Martinez appeared at a San Antonio, Texas field hearing on the challenges facing small financial institutions in Texas. She was joined by Robert Glenn, president/CEO of Air Force FCU, of San Antonio, will testify alongside other finance industry representatives.
Martinez in prepared testimony said the MBL cap prevents her credit union from offering business loans to members, as the $100 million in assets credit union would be extremely limited in the number of MBLs it could offer, and would not have the capacity to retain the employees it needs to continue offering MBLs for the long-term.
Legislation that would increase the 12.25% of assets MBL cap to 27.5% is active in both the U.S. House and Senate.
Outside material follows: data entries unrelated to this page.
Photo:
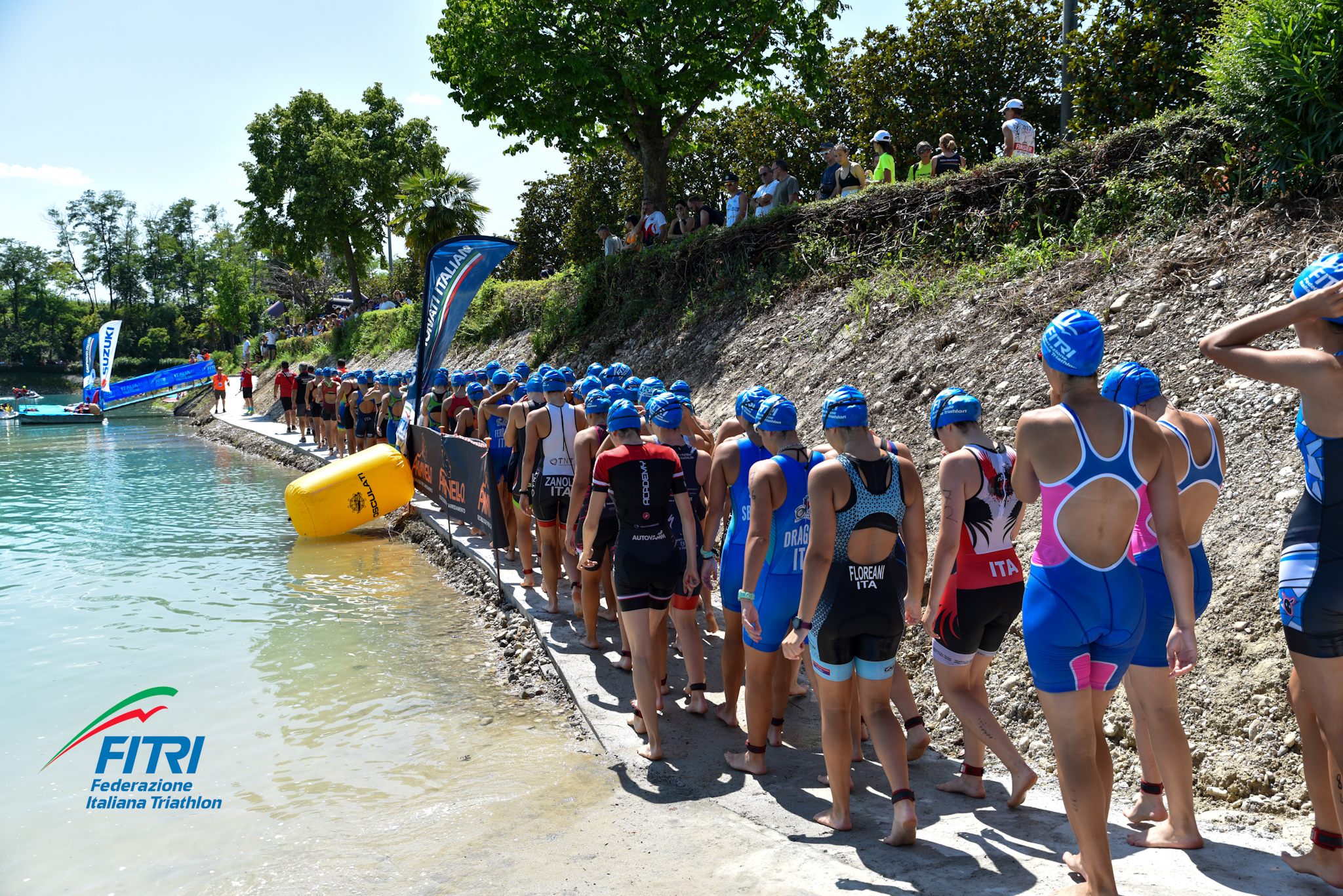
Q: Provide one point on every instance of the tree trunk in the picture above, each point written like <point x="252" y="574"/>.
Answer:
<point x="351" y="269"/>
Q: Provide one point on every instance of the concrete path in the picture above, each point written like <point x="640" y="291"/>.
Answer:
<point x="965" y="846"/>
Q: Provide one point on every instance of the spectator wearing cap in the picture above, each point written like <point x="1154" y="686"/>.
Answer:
<point x="921" y="170"/>
<point x="786" y="191"/>
<point x="885" y="152"/>
<point x="653" y="225"/>
<point x="948" y="159"/>
<point x="610" y="242"/>
<point x="849" y="176"/>
<point x="828" y="176"/>
<point x="763" y="199"/>
<point x="735" y="210"/>
<point x="1018" y="136"/>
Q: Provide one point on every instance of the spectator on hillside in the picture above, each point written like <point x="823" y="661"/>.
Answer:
<point x="1018" y="136"/>
<point x="653" y="225"/>
<point x="828" y="176"/>
<point x="703" y="214"/>
<point x="885" y="152"/>
<point x="631" y="233"/>
<point x="849" y="176"/>
<point x="763" y="199"/>
<point x="921" y="170"/>
<point x="611" y="243"/>
<point x="788" y="188"/>
<point x="948" y="159"/>
<point x="683" y="225"/>
<point x="735" y="211"/>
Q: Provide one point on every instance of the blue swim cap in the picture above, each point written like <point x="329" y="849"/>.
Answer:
<point x="622" y="416"/>
<point x="1073" y="343"/>
<point x="953" y="406"/>
<point x="597" y="402"/>
<point x="665" y="410"/>
<point x="651" y="387"/>
<point x="844" y="406"/>
<point x="1130" y="385"/>
<point x="748" y="402"/>
<point x="776" y="416"/>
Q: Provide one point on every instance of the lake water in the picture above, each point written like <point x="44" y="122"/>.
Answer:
<point x="334" y="683"/>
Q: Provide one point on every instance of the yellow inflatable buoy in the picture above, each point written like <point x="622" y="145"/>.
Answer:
<point x="350" y="492"/>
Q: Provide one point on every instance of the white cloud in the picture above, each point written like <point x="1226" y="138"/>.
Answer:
<point x="61" y="176"/>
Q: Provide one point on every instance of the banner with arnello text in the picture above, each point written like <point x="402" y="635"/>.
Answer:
<point x="457" y="473"/>
<point x="456" y="270"/>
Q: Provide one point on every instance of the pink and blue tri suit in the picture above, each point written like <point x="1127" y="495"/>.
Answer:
<point x="1083" y="622"/>
<point x="1148" y="555"/>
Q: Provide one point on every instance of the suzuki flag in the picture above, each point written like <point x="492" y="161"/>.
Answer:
<point x="106" y="352"/>
<point x="457" y="267"/>
<point x="90" y="366"/>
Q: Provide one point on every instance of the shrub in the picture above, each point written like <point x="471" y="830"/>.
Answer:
<point x="1276" y="66"/>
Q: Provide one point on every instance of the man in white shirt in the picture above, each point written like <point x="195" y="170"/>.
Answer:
<point x="736" y="208"/>
<point x="763" y="199"/>
<point x="1018" y="136"/>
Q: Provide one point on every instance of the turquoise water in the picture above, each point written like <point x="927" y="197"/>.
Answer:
<point x="334" y="682"/>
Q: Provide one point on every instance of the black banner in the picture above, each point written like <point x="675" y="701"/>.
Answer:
<point x="457" y="473"/>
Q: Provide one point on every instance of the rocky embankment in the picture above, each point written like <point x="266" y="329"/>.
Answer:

Martinez said lifting the cap would be beneficial to both her credit union and communities throughout Texas and across the country, and added legislators "can have confidence that credit unions would lend the estimated $13 billion in the first year because credit unions loaned to their members in the darkest hours of the financial crisis; they have the capacity and experience to stay with them in the recovery, if Congress gives them permission." Business leaders joined the Credit Union National Association (CUNA) to seek Senate MBL support this week, (See related story: Small biz groups, CUNA call for Senate MBL action)
Regulatory burdens and examination issues also create problems for Border FCU, Martinez said, and these sorts of issues were also cited by Glenn in his testimony.
Glenn said his credit union, Air Force FCU, has been harmed by expensive regulations that provide limited benefit to consumers, including debit card interchange fee cap regulations. While some of these rules will not be applicable to credit unions that are similar in size to Air Force FCU, the cost of the regulation will be felt by consumers in some way, he said. Glenn also commented on the CFPB and National Credit Union Administration (NCUA) examinations.
For more on Wednesday's hearing, use the resource links.
Credit union concerns will also be aired in a Las Vegas, Nevada-based subcommittee hearing on potential private sector solutions to foreclosure issues. Sue Longson of El Monte, California-based SCE FCU, will testify at that hearing, which is scheduled to take place today.